## Forward and Backward

Algebra involves numbers, unknown numbers and operations between the numbers and unknown numbers. Algebraic expressions and equations are built with a series of operations. Each operation comes in pairs with a "forward" operation and a "backward" operation. The forward operations in algebra are addition and multiplication because they are easier than subtraction and division. The progression of operations both forward and backward in high school math is as follows:

Addition/Subtraction

Multiplication/Division

Powers/Roots

Exponentials/Logarithms

Trig operations/Arc Trig operations

Differentiation/Integration

The first 2 groups are covered in Algebra 1; the third group in Algebra 2; the fourth and fifth groups in Pre-calculus and the last group in Calculus.

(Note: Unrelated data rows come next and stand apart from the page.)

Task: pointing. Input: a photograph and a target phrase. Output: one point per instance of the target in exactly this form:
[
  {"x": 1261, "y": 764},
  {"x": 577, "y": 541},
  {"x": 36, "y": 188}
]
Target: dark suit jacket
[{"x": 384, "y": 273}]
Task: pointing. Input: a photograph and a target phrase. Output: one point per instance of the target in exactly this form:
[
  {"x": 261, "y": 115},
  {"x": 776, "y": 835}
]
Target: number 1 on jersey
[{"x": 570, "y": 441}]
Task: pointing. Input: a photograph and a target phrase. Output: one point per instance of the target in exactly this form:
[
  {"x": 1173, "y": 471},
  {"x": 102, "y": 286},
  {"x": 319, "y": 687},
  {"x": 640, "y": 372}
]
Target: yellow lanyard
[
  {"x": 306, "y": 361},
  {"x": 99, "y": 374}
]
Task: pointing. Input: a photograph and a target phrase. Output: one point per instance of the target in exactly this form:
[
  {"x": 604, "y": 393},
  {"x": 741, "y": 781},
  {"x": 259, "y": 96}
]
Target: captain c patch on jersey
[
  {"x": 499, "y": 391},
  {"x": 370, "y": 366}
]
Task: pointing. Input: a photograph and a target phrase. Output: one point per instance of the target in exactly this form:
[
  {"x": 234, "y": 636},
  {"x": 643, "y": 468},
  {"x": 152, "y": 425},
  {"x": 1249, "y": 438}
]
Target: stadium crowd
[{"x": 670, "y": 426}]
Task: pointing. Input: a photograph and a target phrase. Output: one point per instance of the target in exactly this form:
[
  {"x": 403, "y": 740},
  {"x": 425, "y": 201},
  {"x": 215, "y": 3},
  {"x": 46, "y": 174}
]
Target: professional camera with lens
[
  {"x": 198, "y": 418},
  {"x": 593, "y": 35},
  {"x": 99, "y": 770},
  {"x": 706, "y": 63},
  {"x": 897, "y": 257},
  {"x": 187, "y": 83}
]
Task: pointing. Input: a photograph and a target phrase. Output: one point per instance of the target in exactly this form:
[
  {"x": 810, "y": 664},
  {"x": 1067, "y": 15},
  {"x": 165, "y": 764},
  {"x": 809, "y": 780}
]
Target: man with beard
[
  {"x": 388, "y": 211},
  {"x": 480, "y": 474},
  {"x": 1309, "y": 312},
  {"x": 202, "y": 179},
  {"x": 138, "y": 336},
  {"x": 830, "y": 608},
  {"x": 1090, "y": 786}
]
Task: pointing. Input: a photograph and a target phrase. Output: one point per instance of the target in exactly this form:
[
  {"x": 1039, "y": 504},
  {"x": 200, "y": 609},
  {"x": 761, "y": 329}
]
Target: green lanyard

For example the equation 3x + 2 = 14 is a series of operations applied to x. The order of operations requires the first step to be multiply x by 3. The second step is to add 2 to the result which gives 14. To solve for the unknown x we need to reverse the steps
in reverse order, just like reversing our steps: subtract 2 and then divide by 3 is the reverse of multiply by 3 and add 2. Algebraically (with no arithmetic) we get:

3x = 14 - 2, and then

x = (14-2)/3

Think of taking two steps; first with the right foot and then with the left. To reverse that, step backwards with the left foot followed by a backward step with the right foot: the reverse steps in the reverse order.

A more complicated example: if ln (sin x) = 0, then applying reverse operations in reverse order gives x = arcsin (e^0), which of course is arcsin (1) = pi/2.

There you have it, math in a nutshell. Any questions?